You can find part-time on- and off-campus positions, internships and full-time positions specifically for UA students and alumni, according to the Wildcat JobLink website. What this really means is that you can find positions specifically for some UA students and alumni.
A few weeks ago, the UA Spring-Career Days proved the same thing: UA Career Services really only serves a portion of students’ interests. Promised with an opportunity to gain valuable insights about opportunities and obtain leads for post-graduation employment, the fair was unimpressive.
My hopes for the career fair were to find an inkling of any job opportunity that could present itself after graduation in December. With such a large event held in the Student Union Memorial Center, I expected to find more opportunities.
A friend and I were both presented with rows and rows of employers searching for business analysts, engineers or—unfortunately for me-—salespeople. The only jobs I was qualified for were sales jobs and government jobs. The sales I would be making had nothing to do with what I studied for the past four years, and selling insurance is not my life goal.
Overall, the career fair was not a good representation of jobs available to students of all majors, and those not represented are left in the dark about their future plans after graduation.
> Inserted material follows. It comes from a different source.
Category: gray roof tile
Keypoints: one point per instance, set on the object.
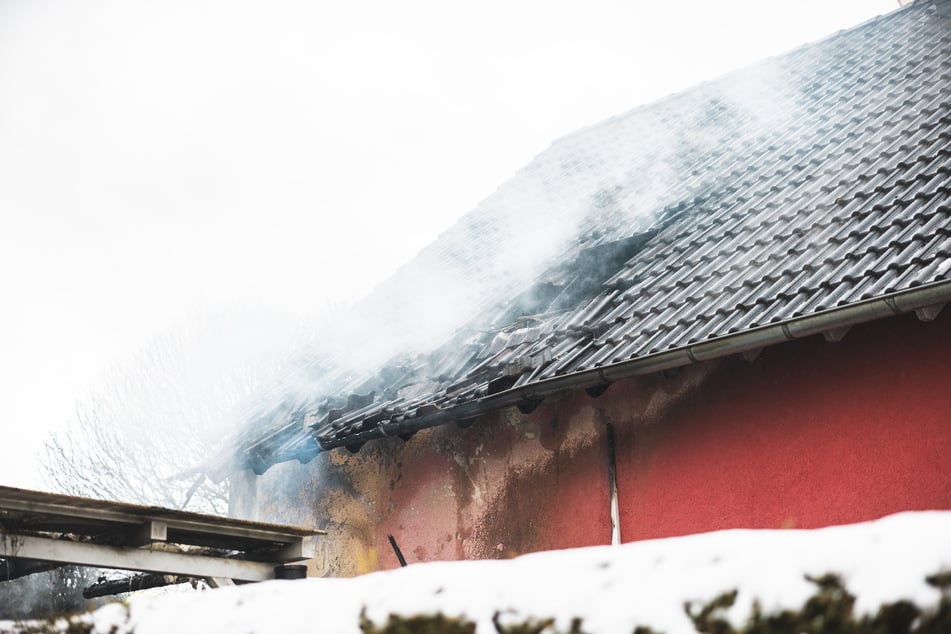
(843, 195)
Wildcat JobLink is an online resource many students use to look for jobs.
While this selection is a bit better than what is represented at the career fair, the outlook is still bleak for many.
A colleague of mine graduating in May with two major areas of study and a great internship was applying to several jobs through JobLink and was given a 100 percent match with a job opening at a pie shop in Phoenix.
Two college degrees and the most suitable option offered by JobLink was at a pie shop.
Students not in engineering or business are generally underserved by Career Services and given no direction through this service to find employment after college.
In the current economy, so many millennials are graduating with no job prospects, forcing them to move back home with their parents. One would presume that the UA would work harder to take a stand against unemployment rates of new graduates.
If no guidance is provided for new graduates in colleges outside of business and sciences, it is far more unlikely these students will successfully begin their careers upon graduating.
The trend of the “dead-beat” millennial will only get worse if those millennials are initially led to believe—falsely—by their university that they have prospective careers in their field of choice.
Career Services needs to be more forward about the qualifications for the jobs listed or work harder to be inclusive of all majors. No student should have to pay to use the service and get nothing from it when they need it.